3 out of 5
Yeah, this is sort of what I’ve been afraid of. Lately – since the Mignolaverse bloated into like ninety books a month and switched over to an ongoing format – I’ve felt the high quality of their many titles begin to slip. It’s somewhat inevitable, like any expansion – you get more, but what you get is likely to be homogenized to some degree. From afar it doesn’t seem like this change should matter; whether you number 5-part storylines individually or incrementally, what’s the difference if they’re all intended to be part of the same universe? And sure, that follows. But what’s the reason for the change in format? Because all of these books are shifting toward the horse and carrot setup, where a ‘conclusion’ isn’t that so much as a lead-in to the next book. Wait for next season; wait for the next arc; wait until you see What’s Next. Now I would say that out of any ‘universe,’ the Hellboy world has certainly earned this, having built a massive history and lineup of characters over years of more self-contained tales, but it’s still saddened me that I have to start questioning, when several story chunks have passed and I haven’t felt myself too involved, if I’m buying out of legitimate interest or just habit.
Baltimore hasn’t switched over to the new format, and that’s been wonderfully suited to the slowburn trek of our titular soldier on his forever hunt for the vamp who ruined his life. But ‘the Infernal Train’ removes the slowburn. While another review I read was in favor of this sudden uptick in action, to me, it highlighted the heavy-handed flaws in Christopher Golden’s writing (flashbacks to an Archaia series he did with a similar sense of overwrought ‘literary’ seriousness as this mini… where we trade Bible and Nietzsche quotes as conversation) and rendered Stenbeck’s generally stoic, haunting art into something closer to modern day Cameron Stewart. Not a bad thing, it just felt simplified for the sake of capturing the action and lacked the weight of previous Balty books.

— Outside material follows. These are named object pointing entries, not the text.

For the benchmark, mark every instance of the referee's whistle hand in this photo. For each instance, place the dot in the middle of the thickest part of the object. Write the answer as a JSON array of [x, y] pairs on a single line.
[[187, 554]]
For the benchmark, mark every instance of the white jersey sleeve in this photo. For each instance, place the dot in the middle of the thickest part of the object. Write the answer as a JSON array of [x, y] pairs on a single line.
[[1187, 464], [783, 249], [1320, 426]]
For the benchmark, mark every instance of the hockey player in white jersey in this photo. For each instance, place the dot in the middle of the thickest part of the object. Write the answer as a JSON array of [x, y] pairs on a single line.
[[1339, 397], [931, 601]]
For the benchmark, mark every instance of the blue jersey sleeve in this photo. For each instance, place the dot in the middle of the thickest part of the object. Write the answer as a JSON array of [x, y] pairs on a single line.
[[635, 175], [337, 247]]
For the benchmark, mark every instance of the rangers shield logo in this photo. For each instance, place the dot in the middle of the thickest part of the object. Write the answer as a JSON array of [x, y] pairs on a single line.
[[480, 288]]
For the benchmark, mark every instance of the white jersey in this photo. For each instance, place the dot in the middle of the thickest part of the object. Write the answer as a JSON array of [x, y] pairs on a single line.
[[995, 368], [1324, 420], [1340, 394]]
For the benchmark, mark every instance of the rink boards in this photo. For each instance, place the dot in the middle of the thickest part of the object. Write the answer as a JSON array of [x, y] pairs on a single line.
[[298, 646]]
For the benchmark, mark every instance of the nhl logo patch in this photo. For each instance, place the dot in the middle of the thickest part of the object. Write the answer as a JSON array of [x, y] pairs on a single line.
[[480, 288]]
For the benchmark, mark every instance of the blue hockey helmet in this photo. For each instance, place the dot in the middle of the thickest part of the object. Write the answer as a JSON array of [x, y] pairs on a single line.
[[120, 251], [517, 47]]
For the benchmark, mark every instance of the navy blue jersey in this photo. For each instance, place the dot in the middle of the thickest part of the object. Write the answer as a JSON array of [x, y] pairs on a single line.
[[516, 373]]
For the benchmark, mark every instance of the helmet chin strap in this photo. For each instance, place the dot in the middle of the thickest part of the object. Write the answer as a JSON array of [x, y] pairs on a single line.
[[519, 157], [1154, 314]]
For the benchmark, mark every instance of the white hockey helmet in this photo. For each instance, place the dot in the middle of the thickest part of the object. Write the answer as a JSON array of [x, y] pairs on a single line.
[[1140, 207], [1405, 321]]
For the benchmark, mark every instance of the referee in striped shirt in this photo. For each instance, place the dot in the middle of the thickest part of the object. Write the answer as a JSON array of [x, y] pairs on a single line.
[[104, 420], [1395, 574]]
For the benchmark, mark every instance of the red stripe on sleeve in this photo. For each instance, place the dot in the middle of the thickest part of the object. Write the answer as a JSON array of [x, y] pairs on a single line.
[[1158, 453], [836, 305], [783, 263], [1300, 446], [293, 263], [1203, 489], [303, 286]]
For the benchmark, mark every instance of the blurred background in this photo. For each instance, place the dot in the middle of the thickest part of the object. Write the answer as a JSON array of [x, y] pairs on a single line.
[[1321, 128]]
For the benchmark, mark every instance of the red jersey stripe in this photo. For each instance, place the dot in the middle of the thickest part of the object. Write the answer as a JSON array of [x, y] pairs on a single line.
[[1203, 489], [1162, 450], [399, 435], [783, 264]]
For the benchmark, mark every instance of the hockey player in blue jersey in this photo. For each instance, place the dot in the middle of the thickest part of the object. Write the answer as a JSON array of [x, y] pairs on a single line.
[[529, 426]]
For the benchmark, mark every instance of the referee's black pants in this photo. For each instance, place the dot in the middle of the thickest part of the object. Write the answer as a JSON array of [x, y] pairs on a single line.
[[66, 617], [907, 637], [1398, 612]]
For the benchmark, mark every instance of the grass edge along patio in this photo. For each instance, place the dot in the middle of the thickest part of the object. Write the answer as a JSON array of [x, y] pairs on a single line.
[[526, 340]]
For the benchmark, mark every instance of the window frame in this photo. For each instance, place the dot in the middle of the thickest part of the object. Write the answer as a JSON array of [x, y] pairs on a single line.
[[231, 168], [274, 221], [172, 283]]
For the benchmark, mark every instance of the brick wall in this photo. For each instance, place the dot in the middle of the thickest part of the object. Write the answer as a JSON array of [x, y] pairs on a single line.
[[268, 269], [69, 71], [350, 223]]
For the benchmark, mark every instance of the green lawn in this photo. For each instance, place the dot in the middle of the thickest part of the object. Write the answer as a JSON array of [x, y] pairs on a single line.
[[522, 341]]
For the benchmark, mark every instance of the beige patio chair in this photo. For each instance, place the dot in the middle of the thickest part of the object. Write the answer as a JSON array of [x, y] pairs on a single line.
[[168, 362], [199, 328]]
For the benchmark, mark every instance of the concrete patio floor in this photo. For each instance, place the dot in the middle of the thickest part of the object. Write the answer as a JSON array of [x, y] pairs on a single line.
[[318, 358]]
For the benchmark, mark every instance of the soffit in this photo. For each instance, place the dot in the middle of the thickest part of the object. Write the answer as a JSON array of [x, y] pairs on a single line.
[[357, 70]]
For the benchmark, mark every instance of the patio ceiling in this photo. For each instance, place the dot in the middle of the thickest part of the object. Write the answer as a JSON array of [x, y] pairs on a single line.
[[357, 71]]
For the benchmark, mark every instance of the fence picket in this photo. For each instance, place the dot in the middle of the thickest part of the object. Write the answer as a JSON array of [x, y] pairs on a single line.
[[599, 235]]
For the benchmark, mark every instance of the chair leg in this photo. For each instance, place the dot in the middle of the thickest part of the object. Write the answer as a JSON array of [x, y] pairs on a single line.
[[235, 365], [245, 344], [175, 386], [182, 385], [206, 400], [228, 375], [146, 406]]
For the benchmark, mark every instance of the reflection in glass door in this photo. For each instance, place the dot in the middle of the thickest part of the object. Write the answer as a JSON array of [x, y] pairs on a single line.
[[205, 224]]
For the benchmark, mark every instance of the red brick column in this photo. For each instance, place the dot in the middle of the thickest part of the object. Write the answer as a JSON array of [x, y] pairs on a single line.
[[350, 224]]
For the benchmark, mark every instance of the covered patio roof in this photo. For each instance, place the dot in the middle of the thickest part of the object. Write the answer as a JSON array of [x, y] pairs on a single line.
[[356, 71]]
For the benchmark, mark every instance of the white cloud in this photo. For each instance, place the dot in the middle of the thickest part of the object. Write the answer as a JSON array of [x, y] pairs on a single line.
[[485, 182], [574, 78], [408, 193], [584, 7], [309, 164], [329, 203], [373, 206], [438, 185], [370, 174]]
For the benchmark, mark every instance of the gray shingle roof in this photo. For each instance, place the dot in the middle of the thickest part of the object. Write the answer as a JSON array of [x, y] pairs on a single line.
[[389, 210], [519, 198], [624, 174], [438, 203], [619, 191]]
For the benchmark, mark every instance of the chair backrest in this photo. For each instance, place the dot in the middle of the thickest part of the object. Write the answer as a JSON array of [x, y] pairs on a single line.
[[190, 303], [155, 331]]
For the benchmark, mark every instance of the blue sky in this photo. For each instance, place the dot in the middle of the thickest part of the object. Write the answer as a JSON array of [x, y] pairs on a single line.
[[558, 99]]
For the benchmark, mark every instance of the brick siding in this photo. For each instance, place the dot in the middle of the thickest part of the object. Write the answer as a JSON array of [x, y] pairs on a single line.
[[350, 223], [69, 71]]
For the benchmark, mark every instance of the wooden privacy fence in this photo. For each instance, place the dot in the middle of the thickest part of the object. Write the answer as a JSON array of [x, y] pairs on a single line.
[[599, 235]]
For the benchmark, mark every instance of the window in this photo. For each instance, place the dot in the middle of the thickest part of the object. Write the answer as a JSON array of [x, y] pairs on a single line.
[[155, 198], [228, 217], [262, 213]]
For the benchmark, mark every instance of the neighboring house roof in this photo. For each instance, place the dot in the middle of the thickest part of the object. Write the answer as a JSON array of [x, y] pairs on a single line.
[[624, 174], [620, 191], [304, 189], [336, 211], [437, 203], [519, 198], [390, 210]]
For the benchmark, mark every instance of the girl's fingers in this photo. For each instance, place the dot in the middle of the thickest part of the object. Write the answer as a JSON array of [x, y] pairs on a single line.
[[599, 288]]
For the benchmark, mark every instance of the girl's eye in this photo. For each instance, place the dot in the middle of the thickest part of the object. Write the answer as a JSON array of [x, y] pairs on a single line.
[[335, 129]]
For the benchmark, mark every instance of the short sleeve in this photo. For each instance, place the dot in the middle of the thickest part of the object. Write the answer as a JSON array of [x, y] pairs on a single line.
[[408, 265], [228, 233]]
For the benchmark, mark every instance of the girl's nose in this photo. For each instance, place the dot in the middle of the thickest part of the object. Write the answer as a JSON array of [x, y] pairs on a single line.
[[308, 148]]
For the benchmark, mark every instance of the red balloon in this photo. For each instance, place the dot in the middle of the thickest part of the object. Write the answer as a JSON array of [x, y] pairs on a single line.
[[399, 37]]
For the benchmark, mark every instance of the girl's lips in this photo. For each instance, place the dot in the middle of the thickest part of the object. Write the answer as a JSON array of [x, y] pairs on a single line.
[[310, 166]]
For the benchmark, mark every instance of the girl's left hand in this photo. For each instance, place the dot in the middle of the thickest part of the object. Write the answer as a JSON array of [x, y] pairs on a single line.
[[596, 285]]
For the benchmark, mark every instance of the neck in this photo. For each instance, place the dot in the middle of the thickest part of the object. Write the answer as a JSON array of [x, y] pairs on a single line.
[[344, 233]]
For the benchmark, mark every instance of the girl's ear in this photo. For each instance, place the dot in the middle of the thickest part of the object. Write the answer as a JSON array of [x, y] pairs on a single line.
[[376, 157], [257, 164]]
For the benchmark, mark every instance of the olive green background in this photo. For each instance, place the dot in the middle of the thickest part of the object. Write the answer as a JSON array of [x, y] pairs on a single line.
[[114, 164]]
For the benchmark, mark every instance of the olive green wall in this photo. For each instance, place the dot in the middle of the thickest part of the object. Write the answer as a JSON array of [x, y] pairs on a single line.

The three parter is something of a pause in the story, Baltimore forcing a confrontation with Duvic, during which he inadvertently stumbles into a clue from a previous story that he follows into what will be the next story arc. As Baltimore has been somewhat single-minded in his pusuit, only stopping when – along his travels – propriety demands, this divergence to justify what turns into a massive battle feels exactly like that description. I didn’t really get the point to structuring the tale this way, and the fortunate plot thread that Balty picks up is a particularly silly way to connect things. How this ties into my fears: the lack of necessity; extending the story only to leave us on a ‘cliffhanger’ that really hasn’t advanced or changed things much. Thankfully to this last point, the book manages to somewhat redeem itself, the Duvic storyline morphing in an unexpected way. But I still maintain that that could’ve been plotted in without the rerouting.
Some other bits bring the reading experience up to average: a pretty good comedic moment in book two; Duvic’s appearance is properly built up to; and though the battle seems to explode from out of nowhere, it has a properly frenetic feel to it.
With Abe Sapien and B.P.R.D. as ongoings, I hope they either wrap up Baltimore with the next arc and thus keep it fairly intact or at least keep it isolated into one shots and truly self-contained minis.